Future research can be enhanced by exploring several key directions: Firstly, a more rigorous method should be adopted for selecting evaluation indicators, ensuring effective differentiation between input and output indicators. Secondly, the development of a hybrid evaluation framework that integrates machine learning with non-parametric models, such as DEA-Transformer, could better track dynamic efficiency and align evaluation results more closely with real-world conditions. Thirdly, longer time-series data and robust validation techniques such as time-series cross-validation (TSCV) can be used to predict future primary-care visits, capturing subtler changes in medical demand and improving forecast accuracy.

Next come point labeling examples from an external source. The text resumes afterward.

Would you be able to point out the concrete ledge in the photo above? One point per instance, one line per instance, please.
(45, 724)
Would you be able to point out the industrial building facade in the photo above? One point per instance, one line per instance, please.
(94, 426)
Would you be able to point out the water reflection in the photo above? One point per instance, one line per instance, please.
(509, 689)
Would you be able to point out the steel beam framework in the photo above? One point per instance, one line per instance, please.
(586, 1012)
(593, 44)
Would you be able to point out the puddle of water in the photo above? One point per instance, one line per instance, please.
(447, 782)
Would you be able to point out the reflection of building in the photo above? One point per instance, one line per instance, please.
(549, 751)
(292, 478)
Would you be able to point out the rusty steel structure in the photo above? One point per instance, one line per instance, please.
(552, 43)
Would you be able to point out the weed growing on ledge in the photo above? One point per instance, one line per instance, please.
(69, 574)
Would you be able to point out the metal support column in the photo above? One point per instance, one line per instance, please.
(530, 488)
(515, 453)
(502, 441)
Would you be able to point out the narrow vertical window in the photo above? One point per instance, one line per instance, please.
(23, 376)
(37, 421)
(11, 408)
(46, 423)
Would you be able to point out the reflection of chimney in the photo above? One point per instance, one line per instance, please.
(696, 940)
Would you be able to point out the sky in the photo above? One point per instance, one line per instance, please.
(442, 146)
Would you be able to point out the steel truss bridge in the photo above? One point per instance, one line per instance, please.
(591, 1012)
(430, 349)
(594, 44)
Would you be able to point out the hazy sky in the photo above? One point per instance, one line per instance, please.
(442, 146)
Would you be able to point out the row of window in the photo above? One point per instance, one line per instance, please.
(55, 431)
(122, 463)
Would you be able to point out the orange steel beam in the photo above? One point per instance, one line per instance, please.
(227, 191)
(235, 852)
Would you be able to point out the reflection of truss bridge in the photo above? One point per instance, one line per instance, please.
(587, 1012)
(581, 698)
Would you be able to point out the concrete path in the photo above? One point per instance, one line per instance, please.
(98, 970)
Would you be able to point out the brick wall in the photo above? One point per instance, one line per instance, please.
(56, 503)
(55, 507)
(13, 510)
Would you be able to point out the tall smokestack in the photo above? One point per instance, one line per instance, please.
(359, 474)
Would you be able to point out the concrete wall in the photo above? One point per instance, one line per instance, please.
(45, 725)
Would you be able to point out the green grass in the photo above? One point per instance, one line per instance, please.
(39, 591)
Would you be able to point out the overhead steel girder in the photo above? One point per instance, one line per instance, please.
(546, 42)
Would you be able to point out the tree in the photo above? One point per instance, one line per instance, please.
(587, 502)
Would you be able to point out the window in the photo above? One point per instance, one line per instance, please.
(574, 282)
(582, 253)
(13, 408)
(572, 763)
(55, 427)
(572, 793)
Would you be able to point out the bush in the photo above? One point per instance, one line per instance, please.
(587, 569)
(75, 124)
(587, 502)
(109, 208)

Regarding multi-year map variations, this study currently focuses on the analysis of average efficiency and overall productivity change indices. However, due to different research perspectives, there is a possibility of multi-year efficiency map variations. Specifically, this study provides a macro-level assessment, incorporating numerous primary healthcare institutions into an input–output system under the strong assumption of ignoring structural differences in case structures. From a macro-management perspective, it analyzes the regional differences in the overall average efficiency and dynamic trends of overall productivity in China’s primary health care efficiency from 2010 to 2022. Future research could focus on developing year-by-year or phased spatial evolution maps to visualize changes in primary health care efficiency across China’s regions. Through a forward-looking perspective, this approach would dynamically reveal geographical patterns and spatiotemporal pathways of efficiency evolution, moving to track regional shifts over time. Furthermore, building on the year-by-year or phased spatial evolution maps, we could integrate case-mix characteristics and local technical resources to enrich the visualization system with region-specific determinants. This would help identify key stages, turning points, and influencing factors in the efficiency evolution of different regions, thereby providing a scientific basis for differentiated and targeted health policy formulation. This research direction holds significant theoretical innovation and policy application value, serving as one of the key pathways to enhance the insight and foresight of primary health care evaluation systems.
Conclusion
6
This study scientifically quantifies excessive medical care in primary-level institutions and incorporates the undesirable output into the evaluation system. By integrating a comprehensive method based on slacks-based measure, directional distance function and global Malmquist-Luenberger (SBM-DDF-GML), we assess both static and dynamic efficiency of China’s primary-care providers from 2010 to 2022. The research reveal widespread overtreatment and large regional disparities in resource-allocation efficiency, with the greatest improvement potential in central and western provinces. These findings hope to offer policymakers actionable evidence for reallocating healthcare resources more rationally and efficiently.